Colombia no necesita revancha, pero sí verdad. No la verdad complaciente del revisionismo, sino la verdad moral que nombra las cosas por su nombre. El M-19 fue una banda de mercenarios. El Palacio de Justicia fue su botín. La República, su víctima.
Cuarenta años después, el fuego de aquel crimen no se ha extinguido. Arde en la memoria y en el poder. Arde cada vez que se llama “gesta” a lo que fue barbarie. Arde cada vez que el crimen se reviste de discurso. Arde, sobre todo, cuando la mentira se sienta en el trono de la verdad.
Colombia debe recordarlo, no para odiar, sino para no traicionar su conciencia.
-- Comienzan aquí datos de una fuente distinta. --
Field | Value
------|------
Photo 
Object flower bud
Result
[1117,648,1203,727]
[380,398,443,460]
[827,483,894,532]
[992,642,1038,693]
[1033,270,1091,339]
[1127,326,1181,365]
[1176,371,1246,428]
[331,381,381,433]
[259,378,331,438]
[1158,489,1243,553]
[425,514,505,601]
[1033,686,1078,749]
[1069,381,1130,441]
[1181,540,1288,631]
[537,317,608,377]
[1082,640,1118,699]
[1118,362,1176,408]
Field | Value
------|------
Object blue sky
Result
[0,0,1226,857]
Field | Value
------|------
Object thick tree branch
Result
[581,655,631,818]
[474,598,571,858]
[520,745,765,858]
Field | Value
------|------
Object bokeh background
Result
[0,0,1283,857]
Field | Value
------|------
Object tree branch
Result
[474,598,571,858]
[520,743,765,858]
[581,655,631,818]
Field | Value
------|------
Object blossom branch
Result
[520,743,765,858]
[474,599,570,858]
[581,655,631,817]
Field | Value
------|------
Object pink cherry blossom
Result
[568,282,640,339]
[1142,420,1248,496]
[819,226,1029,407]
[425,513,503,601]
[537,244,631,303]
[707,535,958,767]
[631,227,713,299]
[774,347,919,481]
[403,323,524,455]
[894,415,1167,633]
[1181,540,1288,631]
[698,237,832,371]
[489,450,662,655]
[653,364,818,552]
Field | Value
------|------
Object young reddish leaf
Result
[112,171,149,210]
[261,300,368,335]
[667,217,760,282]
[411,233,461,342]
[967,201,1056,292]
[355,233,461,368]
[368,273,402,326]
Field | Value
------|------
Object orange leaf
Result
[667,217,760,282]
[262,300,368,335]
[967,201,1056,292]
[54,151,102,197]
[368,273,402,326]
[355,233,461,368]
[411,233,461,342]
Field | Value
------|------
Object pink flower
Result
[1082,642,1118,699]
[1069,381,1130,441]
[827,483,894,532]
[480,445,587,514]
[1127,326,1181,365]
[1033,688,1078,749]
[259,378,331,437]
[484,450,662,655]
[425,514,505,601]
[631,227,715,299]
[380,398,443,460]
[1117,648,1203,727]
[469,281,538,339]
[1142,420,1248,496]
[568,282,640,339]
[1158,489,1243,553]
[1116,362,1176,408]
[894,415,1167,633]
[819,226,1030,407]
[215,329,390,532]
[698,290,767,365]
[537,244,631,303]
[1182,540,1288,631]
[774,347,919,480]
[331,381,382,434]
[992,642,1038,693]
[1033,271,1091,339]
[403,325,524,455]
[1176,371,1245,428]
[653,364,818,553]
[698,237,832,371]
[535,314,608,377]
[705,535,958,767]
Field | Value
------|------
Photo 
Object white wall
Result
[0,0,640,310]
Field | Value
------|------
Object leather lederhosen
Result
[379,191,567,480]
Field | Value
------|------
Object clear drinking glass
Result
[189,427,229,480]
Porque los pueblos que olvidan su justicia terminan perdiendo su libertad. Y cuando los enemigos de la ley se convierten en sus guardianes, la República no se derrumba: se pudre desde adentro.
Que Colombia despierte de su amnesia. Lo del 6 y 7 de noviembre fue un asalto a la justicia, financiado por Pablo Escobar y ejecutado por los sicarios del M-19. No hubo revolución, hubo crimen. No hubo causa, hubo pago. Y mientras los responsables de aquella barbarie gobiernen y se gloríen de su pasado, el país seguirá ardiendo en el mismo fuego moral que consumió el Palacio.
Recordar no es odio: es defensa de la verdad. Que esta República no olvide jamás quiénes la traicionaron. Porque el día en que Colombia vuelva a confundir verdugos con héroes, la justicia, una vez más, será la primera en morir.